Jamin Martinelli holds a tiger shark in the bay while Joe Romeiro shoots the encounter.

Michael Dornellas / Discovery Channel

Beyond that, ensuring your white balance is important. And, of course, dual control to make sure your camera is on and rotating.

“Ten percent is being there and 90 percent are preparing,” he says. “There are so many shots missing without having a camera at a slight ease or one not turning on and rolling.”

No matter what role you want to play – whether it is a videographer, sub-capital, cameraman in charge, sound technician, lighting technician, writer, producer, narrator or editor – it is definitely a competitive field.

But for those who are persistent enough to make it a career, it can certainly be a rewarding one.

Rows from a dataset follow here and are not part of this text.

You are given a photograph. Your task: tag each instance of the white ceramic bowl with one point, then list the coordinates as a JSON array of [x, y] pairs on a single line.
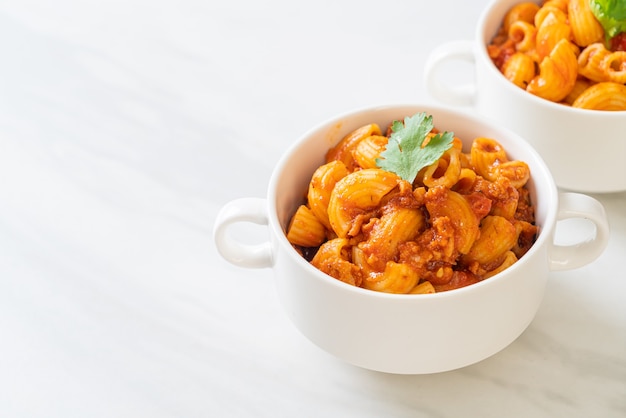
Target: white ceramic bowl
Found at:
[[583, 148], [407, 334]]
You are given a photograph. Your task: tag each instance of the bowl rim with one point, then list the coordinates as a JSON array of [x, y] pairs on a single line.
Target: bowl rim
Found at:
[[492, 15], [547, 182]]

Romeiro’s best advice is to never give up.

“You only fail at things that you eventually give up,” he says. “I’ve always believed it, and at least for me it has been a truth.”

Do you have what it takes?

During non-pandemic times, Romeiro and his wife lead shark expeditions from the base of their Rhode Island home from June through October. They teach serious underwater photographers and videographers how to master the craft.

Subjects of the photo: blue sharks and macaws. Background: Emerald and blue water about 20 to 40 miles off the coast.

Do not be surprised if you also encounter twilight, quiet hammer, tiger and live sharks. If you are lucky, maybe even a strong shark, porbeagle or the great white shark. They have even come across random whale sharks.

They also led expeditions to the Bahamas in search of tiger sharks, ocean whitetips and large hammers. However, all of these trips are pending for now due to the Covid-19. Check the website for updates.

Expeditions are $ 500 a day for a 12-hour day.